Data Warehousing: Dimensions

Apparently, explaining a dimension is hard.  Here is an example that I found online:

In a data warehouse, Dimensions provide structured labeling information to otherwise unordered numeric measures. The dimension is a data set composed of individual, non-overlapping data elements. The primary functions of dimensions are threefold: to provide filtering, grouping and labeling.


Microsoft did it a bit better

Dimension tables encapsulate the attributes associated with facts and separate these attributes into logically distinct groupings, such as time, geography, products, customers, and so forth.


Of course you have to know what a Fact table is first.

Now, I’ll try, and probably do it badly.

A dimension is an attribute of a transaction that you use to measure the transaction.  For instance, a customer is a dimensional attribute.  When you record a sales transaction you record the customer with the transaction.  However, recording the customers name, address, city and phone number with the transaction is problematic for several reasons but mostly because it’s inefficient.  It’s easier, and cleaner, to store that information in a separate table.

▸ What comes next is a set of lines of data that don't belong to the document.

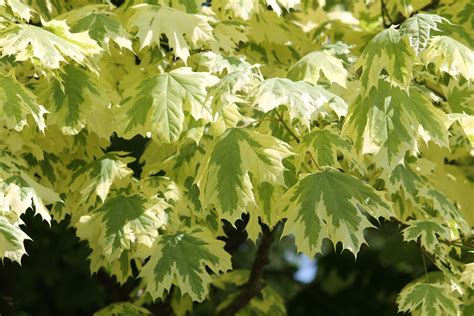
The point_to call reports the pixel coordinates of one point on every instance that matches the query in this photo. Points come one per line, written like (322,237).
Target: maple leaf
(157,104)
(18,8)
(153,20)
(18,103)
(11,241)
(103,26)
(330,204)
(73,98)
(22,192)
(123,309)
(311,66)
(387,51)
(122,221)
(429,299)
(48,46)
(388,121)
(303,100)
(450,56)
(238,158)
(418,28)
(324,146)
(182,259)
(427,231)
(99,175)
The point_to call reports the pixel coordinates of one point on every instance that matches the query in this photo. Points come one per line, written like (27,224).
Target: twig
(384,12)
(280,118)
(255,283)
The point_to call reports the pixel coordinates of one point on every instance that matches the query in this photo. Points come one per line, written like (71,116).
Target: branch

Other types of dimensional attributes include:

  • Time / Date
  • Warehouse
  • Customer
  • Sales Representative
  • SKU

There are several different types of dimensions.  These are:

  • Conformed Dimension: This is a dimension that applies to more than one Fact table.  For instance, a product might be sold at one location and this same location information might be used to analyze purchasing patterns at the same location.
  • Junk Dimension: Easier to show than explain.  You might run a program that includes 10% off with a coupon.  If the user uses the coupon you want to flag the transaction as Yes, a coupon was used, or, No, it was not.  Rather than cluttering up the fact table with this information you create a separate dimension table.
  • Degenerate dimension: This is a key, that would normally join to a dimension table, but does not.  For instance, the claim number for an insurance claim.  It’s not directly relevant to the claim transaction, which probably has its own key, but it is relevant to the claim.
  • Role-playing dimension: A dimension that is used for multiple roles in the same fact table.  This is most commonly a date field.  For instance, you might have a fact table with the “order date” and the “invoice date”.

Hopefully, that will more than cover anything that shows up on the 70-463 test.